🤖 AI Summary
To address privacy leakage and statistical distortion arising from entire feature-block missingness in vertical federated learning (VFL) under MCAR/MAR mechanisms, this paper proposes the first Gaussian copula-based privacy-preserving distributed data sharing framework. We introduce vertical distributional attribute differential privacy (VDADP) and design three algorithms—VCDS, EVCDS, and its iterative variant IEVCDS—that support heterogeneous data types and task-agnostic collaborative modeling. Our approach employs debiased randomized response to estimate private correlation matrices and combines nonparametric marginal distribution estimation to securely infer copula parameters under missingness. We theoretically establish consistency of generalized linear model (GLM) coefficient estimation and variable selection. Experiments on synthetic and real-world datasets demonstrate significant improvements over baselines, achieving high statistical utility even under strong privacy guarantees (ε ≤ 2).
📝 Abstract
Vertical Federated Learning (VFL) often suffers from client-wise missingness, where entire feature blocks from some clients are unobserved, and conventional approaches are vulnerable to privacy leakage. We propose a Gaussian copulabased framework for VFL data privatization under missingness constraints, which requires no prior specification of downstream analysis tasks and imposes no restriction on the number of analyses. To privately estimate copula parameters, we introduce a debiased randomized response mechanism for correlation matrix estimation from perturbed ranks, together with a nonparametric privatized marginal estimation that yields consistent CDFs even under MAR. The proposed methods comprise VCDS for MCAR data, EVCDS for MAR data, and IEVCDS, which iteratively refines copula parameters to mitigate MAR-induced bias. Notably, EVCDS and IEVCDS also apply under MCAR, and the framework accommodates mixed data types, including discrete variables.

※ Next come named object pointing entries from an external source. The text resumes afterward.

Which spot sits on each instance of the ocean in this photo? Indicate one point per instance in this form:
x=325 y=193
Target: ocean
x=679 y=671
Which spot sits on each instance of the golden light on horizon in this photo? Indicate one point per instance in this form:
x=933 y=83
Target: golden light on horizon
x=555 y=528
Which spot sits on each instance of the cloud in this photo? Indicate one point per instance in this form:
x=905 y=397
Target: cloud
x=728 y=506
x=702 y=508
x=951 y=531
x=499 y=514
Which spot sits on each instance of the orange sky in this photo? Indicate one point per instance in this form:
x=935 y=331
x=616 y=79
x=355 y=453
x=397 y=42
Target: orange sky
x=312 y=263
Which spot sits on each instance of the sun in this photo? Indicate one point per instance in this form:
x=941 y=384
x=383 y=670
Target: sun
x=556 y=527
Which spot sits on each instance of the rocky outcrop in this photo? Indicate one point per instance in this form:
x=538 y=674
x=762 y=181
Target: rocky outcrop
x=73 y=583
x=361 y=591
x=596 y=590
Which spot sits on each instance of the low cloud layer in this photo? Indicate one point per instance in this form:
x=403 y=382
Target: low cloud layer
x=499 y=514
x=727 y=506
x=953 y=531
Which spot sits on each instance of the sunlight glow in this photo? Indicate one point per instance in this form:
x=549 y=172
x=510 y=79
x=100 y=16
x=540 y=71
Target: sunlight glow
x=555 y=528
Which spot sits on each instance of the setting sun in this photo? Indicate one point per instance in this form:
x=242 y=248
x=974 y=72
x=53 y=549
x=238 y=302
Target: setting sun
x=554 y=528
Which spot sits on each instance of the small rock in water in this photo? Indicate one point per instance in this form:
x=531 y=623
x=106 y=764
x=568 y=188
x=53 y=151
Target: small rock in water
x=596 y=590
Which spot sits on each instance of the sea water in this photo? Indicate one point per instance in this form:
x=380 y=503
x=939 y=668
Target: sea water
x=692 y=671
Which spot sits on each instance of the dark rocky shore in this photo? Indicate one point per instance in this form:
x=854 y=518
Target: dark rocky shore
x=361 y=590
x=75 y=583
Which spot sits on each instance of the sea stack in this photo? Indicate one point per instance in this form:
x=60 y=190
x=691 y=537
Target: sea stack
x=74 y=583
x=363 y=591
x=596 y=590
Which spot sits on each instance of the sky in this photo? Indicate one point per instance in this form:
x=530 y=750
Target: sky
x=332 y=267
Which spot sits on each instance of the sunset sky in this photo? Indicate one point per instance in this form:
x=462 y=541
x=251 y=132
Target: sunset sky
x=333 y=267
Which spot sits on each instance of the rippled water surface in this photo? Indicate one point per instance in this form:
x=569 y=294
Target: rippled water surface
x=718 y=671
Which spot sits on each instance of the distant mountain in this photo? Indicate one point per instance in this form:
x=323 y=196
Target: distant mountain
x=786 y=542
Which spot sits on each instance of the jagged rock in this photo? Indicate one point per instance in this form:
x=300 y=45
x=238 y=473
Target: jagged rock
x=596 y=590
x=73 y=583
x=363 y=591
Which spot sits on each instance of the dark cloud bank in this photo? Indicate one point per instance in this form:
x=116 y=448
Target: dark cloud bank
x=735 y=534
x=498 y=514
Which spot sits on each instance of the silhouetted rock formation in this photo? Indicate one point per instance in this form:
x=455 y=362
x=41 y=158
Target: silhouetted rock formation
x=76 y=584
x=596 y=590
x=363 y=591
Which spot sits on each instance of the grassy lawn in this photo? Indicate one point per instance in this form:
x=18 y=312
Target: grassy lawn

Theoretically, we introduce the notion of Vertical Distributed Attribute Differential Privacy (VDADP), tailored to the VFL setting, establish corresponding privacy and utility guarantees, and investigate the utility of privatized data for GLM coefficient estimation and variable selection. We further establish asymptotic properties including estimation and variable selection consistency for VFL-GLMs. Extensive simulations and a real-data application demonstrate the effectiveness of the proposed framework.